The national IPY data management in Norway is organised in a project (DOKIPY) where databases at Institute of Marine Research (IMR), Norwegian Polar Institute (NPI) and Norwegian Meteorological Institute (METNO) are synchronised at the metadata level using OAI-PMH serving DIF. We do also plan to use OAI-PMH to synchronise IPY metadata with GCMD. None of us, except for the NPI, has previous experience in using DIF. Thus we have had some interesting discussions, especially concerning how to map between various metadata standards. We have also had a dialogue with Melanie at GCMD on these issues. She has approved that we continue this discussion within this forum. In the present situation we have 2 main issues for discussion:
Incomplete DIF records
In at least one of the databases we have several metadata elements lacking proper DIF information as these were received prior to the IPY specification. We will of course edit these as soon as possible, but have decided to share this information at the national level (sometimes only minor information is lacking) although these records cannot be handled by GCMD before they are made complete. We will add the dummy text - Not Available to the elements not properly covered.
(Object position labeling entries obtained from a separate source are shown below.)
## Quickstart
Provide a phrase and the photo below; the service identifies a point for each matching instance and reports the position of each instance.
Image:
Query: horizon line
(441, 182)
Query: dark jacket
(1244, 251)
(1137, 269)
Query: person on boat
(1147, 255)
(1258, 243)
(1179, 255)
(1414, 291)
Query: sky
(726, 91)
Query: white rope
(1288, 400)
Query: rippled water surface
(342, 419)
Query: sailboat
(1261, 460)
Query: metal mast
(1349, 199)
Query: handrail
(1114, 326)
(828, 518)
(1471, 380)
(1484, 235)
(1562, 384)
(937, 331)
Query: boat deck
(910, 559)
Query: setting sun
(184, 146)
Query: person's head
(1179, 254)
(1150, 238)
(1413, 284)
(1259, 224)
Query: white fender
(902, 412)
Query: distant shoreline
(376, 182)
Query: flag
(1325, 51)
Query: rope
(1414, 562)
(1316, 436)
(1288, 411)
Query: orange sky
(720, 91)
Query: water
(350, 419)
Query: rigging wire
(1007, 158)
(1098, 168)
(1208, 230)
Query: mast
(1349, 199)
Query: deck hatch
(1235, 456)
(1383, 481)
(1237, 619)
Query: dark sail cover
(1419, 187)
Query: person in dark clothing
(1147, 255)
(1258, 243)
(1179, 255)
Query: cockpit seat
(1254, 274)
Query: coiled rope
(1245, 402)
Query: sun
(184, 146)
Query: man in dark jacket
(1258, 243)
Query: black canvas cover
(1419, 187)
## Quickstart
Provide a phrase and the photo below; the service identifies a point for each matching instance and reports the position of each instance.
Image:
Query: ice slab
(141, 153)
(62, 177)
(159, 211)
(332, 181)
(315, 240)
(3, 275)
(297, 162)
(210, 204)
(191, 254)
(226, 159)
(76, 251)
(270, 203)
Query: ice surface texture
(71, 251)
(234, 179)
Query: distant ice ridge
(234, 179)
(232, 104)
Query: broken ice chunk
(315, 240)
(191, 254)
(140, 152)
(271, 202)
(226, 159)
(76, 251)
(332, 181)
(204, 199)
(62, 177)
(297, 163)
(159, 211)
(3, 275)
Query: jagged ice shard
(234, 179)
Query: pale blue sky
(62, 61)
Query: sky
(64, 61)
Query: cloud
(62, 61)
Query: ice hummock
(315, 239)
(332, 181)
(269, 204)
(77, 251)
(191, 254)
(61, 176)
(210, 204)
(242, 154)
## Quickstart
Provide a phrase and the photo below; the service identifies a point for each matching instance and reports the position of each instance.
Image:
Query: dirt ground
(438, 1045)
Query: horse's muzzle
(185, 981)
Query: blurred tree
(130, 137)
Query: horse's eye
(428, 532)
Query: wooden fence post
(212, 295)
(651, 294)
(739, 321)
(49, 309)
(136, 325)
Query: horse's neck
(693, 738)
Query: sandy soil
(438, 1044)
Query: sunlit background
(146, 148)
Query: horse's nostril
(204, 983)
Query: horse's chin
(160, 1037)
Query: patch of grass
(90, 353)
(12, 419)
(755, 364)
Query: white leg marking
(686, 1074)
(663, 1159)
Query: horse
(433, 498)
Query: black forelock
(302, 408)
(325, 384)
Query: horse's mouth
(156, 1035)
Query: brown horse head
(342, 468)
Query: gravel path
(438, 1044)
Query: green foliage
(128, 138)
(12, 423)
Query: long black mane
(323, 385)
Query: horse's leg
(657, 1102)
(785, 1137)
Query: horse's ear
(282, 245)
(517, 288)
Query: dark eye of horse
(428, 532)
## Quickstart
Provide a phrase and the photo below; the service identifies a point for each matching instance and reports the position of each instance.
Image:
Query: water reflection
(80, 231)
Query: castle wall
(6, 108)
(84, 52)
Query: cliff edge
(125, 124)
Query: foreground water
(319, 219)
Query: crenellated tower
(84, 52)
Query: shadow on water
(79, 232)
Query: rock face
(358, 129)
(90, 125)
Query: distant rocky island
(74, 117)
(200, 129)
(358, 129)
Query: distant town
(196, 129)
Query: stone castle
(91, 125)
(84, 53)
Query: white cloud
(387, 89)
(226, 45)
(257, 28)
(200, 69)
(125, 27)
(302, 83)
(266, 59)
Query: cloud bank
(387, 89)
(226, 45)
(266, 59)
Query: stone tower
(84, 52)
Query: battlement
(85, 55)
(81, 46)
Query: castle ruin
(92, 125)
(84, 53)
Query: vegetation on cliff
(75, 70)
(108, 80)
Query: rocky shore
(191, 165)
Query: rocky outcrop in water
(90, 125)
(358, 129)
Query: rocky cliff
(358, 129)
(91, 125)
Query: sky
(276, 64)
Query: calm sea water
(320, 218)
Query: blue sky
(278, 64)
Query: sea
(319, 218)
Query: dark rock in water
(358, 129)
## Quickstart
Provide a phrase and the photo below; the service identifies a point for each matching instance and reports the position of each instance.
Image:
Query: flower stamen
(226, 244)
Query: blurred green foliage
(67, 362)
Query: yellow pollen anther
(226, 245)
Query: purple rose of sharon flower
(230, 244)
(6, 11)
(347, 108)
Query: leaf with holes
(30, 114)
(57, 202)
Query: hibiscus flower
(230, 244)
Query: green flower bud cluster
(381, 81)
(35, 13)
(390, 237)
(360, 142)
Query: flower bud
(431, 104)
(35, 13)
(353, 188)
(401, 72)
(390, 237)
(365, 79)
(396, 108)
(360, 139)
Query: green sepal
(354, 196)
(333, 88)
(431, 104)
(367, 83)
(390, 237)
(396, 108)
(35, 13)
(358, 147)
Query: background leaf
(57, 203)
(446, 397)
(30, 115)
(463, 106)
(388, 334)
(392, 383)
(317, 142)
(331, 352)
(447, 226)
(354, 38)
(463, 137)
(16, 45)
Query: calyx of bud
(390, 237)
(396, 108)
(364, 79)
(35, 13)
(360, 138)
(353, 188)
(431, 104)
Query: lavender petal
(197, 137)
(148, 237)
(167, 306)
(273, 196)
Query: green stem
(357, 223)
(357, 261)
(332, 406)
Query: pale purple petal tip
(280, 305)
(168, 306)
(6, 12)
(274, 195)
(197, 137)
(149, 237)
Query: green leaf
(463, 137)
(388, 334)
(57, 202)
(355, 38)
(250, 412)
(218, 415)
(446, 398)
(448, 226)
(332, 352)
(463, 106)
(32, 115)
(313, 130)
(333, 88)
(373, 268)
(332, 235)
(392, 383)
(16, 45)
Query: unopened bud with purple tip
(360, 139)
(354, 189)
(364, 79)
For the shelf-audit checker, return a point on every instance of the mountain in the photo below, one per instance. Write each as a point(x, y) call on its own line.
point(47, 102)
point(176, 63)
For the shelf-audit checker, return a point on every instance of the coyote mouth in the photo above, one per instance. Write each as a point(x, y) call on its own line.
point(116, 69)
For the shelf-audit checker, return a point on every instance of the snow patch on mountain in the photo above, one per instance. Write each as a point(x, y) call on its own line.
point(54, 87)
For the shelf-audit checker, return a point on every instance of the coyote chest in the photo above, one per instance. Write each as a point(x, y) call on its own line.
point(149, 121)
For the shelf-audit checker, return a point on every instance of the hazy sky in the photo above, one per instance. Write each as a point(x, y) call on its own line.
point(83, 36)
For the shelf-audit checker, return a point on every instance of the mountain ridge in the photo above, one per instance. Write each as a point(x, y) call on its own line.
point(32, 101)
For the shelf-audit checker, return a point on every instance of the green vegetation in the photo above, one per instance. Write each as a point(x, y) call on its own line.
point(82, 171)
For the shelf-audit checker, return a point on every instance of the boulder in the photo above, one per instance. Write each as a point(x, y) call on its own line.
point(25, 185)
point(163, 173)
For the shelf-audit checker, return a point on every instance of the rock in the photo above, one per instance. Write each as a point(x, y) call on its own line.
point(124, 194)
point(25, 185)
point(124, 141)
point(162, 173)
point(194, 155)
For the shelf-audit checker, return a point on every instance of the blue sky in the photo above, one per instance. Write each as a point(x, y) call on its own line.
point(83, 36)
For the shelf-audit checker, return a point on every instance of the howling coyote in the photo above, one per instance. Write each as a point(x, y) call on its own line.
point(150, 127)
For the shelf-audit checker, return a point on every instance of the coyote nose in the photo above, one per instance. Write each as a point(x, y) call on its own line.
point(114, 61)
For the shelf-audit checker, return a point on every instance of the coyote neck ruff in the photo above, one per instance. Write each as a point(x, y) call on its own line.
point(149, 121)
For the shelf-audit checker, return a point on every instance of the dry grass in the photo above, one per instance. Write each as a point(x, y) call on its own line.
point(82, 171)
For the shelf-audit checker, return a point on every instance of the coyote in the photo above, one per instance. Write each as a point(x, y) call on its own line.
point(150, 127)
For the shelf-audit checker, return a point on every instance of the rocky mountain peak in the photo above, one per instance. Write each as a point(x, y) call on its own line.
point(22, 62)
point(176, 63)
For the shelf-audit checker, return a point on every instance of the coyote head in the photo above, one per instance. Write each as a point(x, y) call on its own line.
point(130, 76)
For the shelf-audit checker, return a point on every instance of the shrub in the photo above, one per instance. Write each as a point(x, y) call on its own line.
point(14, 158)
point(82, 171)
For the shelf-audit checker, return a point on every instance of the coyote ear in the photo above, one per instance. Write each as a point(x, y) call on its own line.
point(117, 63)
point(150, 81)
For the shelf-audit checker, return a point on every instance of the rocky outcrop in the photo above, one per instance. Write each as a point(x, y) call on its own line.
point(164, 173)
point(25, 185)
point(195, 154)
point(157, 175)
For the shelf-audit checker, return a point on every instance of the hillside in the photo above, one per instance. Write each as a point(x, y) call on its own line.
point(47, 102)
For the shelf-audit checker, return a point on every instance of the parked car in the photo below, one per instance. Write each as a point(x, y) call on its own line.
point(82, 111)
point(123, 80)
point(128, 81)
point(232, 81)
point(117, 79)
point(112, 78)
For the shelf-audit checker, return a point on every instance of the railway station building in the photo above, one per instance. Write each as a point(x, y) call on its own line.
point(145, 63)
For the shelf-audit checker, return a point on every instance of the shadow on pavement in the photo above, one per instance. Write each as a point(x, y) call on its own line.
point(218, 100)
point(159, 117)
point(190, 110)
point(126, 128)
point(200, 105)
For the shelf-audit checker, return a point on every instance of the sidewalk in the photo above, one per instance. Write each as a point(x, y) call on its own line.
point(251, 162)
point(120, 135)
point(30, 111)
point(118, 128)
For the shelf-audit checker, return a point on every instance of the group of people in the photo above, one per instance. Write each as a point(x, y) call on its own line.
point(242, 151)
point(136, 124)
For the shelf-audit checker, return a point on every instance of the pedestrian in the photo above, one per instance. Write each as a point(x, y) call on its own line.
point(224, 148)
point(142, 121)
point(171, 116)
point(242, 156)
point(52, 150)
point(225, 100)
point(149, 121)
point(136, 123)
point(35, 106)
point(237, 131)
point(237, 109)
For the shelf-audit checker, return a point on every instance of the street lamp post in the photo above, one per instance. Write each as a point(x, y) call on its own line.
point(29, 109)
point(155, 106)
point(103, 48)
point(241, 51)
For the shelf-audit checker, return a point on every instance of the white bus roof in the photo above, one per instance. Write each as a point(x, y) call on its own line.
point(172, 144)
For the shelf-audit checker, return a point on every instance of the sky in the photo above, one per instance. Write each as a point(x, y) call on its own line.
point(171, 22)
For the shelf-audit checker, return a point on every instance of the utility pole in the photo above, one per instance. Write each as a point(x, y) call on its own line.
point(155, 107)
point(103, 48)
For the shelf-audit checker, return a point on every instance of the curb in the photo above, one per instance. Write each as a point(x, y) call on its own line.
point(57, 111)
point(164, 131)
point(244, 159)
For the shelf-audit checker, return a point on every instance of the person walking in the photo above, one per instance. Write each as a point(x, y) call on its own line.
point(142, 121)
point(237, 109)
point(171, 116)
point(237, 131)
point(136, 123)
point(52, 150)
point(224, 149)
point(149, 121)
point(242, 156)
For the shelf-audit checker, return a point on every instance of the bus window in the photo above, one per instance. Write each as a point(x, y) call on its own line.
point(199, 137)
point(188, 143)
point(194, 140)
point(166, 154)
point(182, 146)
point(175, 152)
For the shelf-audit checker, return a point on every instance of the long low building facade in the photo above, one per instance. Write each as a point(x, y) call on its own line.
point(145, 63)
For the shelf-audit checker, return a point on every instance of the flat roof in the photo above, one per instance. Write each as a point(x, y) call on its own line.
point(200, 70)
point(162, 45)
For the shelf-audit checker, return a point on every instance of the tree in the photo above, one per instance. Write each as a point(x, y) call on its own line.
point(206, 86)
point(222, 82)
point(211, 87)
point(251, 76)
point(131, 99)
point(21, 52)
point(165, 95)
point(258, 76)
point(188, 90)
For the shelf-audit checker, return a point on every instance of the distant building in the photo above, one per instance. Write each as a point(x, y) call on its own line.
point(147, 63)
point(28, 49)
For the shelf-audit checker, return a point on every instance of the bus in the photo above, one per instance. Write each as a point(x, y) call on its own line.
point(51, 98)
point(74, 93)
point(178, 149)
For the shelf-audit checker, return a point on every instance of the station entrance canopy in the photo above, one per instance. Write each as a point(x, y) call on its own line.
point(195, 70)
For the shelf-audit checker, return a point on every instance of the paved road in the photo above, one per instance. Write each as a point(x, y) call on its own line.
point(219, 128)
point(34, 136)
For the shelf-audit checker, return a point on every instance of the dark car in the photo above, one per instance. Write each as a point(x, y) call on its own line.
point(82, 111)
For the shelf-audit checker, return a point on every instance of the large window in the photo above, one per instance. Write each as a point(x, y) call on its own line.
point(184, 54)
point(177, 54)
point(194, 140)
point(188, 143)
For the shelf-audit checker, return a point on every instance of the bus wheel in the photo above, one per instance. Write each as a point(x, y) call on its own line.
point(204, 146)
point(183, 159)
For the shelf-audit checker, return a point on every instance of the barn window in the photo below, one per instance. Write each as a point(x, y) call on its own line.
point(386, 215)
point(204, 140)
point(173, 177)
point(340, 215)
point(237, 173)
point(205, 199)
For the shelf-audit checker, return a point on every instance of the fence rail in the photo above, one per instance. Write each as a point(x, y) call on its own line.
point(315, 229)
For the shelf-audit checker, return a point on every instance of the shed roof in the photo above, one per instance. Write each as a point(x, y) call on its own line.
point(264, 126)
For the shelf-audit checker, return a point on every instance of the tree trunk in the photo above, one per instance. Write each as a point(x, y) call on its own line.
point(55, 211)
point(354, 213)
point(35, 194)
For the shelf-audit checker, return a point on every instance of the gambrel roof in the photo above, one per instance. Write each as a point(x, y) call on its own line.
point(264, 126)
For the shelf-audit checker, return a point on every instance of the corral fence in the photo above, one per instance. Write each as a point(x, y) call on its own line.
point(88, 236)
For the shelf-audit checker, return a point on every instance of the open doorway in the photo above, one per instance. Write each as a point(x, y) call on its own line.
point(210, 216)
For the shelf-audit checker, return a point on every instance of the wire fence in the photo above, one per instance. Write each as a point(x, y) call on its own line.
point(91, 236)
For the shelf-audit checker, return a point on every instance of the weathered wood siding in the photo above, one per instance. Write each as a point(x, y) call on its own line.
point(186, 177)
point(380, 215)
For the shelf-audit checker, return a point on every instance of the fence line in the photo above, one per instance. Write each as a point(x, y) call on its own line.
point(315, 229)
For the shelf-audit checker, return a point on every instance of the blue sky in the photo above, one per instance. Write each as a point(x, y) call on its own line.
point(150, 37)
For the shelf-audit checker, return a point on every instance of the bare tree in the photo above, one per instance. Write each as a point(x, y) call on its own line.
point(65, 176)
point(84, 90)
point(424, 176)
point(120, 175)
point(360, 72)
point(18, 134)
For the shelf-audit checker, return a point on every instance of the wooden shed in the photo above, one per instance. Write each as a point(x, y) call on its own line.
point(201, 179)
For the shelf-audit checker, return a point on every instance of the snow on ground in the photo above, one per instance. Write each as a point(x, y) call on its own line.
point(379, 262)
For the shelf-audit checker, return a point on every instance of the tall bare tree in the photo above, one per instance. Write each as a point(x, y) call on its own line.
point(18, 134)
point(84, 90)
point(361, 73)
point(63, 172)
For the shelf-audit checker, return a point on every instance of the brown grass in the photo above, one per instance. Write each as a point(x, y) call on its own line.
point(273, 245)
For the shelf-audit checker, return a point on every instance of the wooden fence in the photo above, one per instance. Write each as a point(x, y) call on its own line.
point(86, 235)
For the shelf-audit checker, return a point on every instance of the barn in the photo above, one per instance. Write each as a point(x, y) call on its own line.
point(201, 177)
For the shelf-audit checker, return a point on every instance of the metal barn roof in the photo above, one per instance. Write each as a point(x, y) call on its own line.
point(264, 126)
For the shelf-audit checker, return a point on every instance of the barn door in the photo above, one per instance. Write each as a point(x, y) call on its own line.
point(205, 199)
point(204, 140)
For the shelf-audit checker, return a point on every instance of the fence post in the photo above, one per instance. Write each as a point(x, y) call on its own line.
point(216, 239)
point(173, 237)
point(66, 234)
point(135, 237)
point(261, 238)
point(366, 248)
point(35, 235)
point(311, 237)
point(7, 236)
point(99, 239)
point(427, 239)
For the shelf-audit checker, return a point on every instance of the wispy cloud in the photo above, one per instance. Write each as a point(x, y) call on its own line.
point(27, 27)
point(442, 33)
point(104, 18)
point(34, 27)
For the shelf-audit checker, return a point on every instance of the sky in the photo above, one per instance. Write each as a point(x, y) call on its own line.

Do anyone else experience this problem and if so, how is it handled? This is however, not a big issue and will be solved by time anyway.
Changes in keywords
A bit more problematic in the current situation is the GCMD handling of the controlled vocabularies being used. In our discussion with GCMD we received the following information:
2) “How often do you see keywords change?”
GCMD: We have made additions to the keywords (note every time we add a new platform or instruments, that is a change to keywords). We still are actually quite dynamic (with additions). We expect to make significant Science Keyword changes to the list in 2009. Changes may include (1) renaming keywords, (2) deleted keywords, (3) adding new keywords, (4) changing where the keyword(s) lies in the hierarchy, (5) combining keywords.
What really worries us here is the problem of mapping GCMD keywords to other controlled vocabularies (e.g. Science Keywords to CF standard names) when GCMD plans to rename, delete or change location of keywords. In an operational context this creates a huge task maintaining the mapping between DIF and other standards. None of our databases use DIF internally, we all map to (and from) DIF.
We believe that will pose a problem for other IPY data management services as well. How do you plan to handle it? Could we make a coordinated effort towards GCMD concerning the procedures for changing keywords? XML-representations of the changes? This kind of changes to a controlled vocabulary may cause a lot of extra work.
We are however happy with the GCMD plans to assign identifiers to the controlled vocabularies. That will certainly make life easier in the future.
4) “To manage updates to keywords (both simple changes to science keywords, data center names, project names, and other) I think we would need each name to refer to an ID. The get_valid service (for example: http://gcmd.gsfc.nasa.gov/OpenAPI/get_valids.py?type=datacentervalid) could have an extra column that would give us the ID of the data center. At regular intervals we could then download the complete list and process it. We would use the ID to replace the names with already have in our database with the new ones. As the service is today we do not know if any of the names should replace names that we already have. I guess more complex changes (one data center splits into two, or similar) could be handled by email. ”
GCMD: We will be glad to inform you of changes by email. We plan to assign a specific identifier to each keyword in the future.
We would like some feedback on how other IPY data centres are handling these issues and not least how it should be handled within IPYDIS.